We carried out an announced comprehensive inspection at The Meadows Surgery on 25 July 2017. Overall the practice is rated as requires improvement.

  • There was an open and transparent approach to safety and a system in place for reporting and recording significant events. The practice carried out a thorough analysis of the significant events. Staff confirmed lessons learnt were shared but there was no documentation that supported these discussions.
  • The practice had defined and embedded systems to minimise risks to patient safety.
  • GPs and nurses took individual responsibility to keep up-to-date with NICE and other evidence based guidelines and its implementation. Clinical tools available on the electronic patient records and a system called Pathfinder were used to deliver care and treatment but there was no evidence of related discussions at clinical meetings.
  • Data from the Quality and Outcomes Framework (QOF) for 2015/16 showed patient clinical outcomes were below CCG and national averages. However unverified data for 2016/17 obtained from the CCG showed that improvements have been made with predicted achievements of 99% of the total number of points available (541 points out of 545). QOF as demonstrated by the practice for progress so far into 2017/18 showed sustained improvements and was managed by a practice QOF lead.
  • Two first stage audits had been completed. There was a forward schedule of audits which included audit dates for the two first stage audits.
  • Essential mandatory training had been identified and staff had access to appropriate training resources. This included infection control, basic life support, fire safety, safeguarding and information governance.
  • Results from the national GP patient survey showed patients were treated with compassion, dignity and respect and were involved in their care and decisions about their treatment. However they also showed dissatisfaction with access to appointments.
  • Information about services and how to complain was available. Improvements were made to the quality of care as a result of complaints and concerns.
  • The practice had good facilities and was well equipped to treat patients and meet their needs.
  • There was a leadership structure and staff felt supported by management.
  • The governance structure included a number of meetings. However some meetings lacked clarity of purpose, frequency, content and formal minutes/notes.
  • The practice proactively sought feedback from staff and patients, which it acted on. There was a patient participation group (PPG) who had a programme of work to support the practice.
  • The provider was aware of the requirements of the duty of candour. Examples we reviewed showed the practice complied with these requirements.

The areas where the provider must improvement are:

  • Establish effective systems and processes to ensure good governance in accordance with the fundamental standards of care, for example establish a framework to support effective communication for both internal and external colleagues.

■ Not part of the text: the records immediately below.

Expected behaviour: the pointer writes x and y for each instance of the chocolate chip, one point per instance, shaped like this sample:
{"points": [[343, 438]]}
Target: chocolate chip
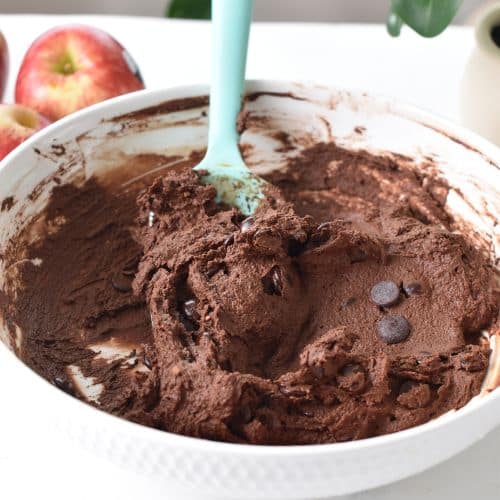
{"points": [[147, 362], [121, 283], [132, 362], [272, 282], [317, 370], [189, 309], [393, 329], [229, 240], [247, 224], [385, 293], [357, 254], [413, 288]]}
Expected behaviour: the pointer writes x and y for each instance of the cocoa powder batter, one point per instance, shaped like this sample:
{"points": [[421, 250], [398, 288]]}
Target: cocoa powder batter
{"points": [[175, 312]]}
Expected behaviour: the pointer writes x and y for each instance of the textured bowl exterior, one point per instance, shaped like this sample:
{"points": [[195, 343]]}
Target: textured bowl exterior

The areas where the provider should improvement are:

  • Complete the review of the immunization status of clinical and non clinical staff and ensure a documented process to evidence compliance.
  • Develop a more formal approach to support carers.
  • Develop a system to record verbal complaints.
  • Continue to monitor and ensure improvement to national GP patient survey results, and improve access to appointments.

This service was placed in special measures on 28 January 2016. Sufficient improvements have been made and I am taking this service out of special measures. This recognises the significant improvements made to the quality of care provided by this service.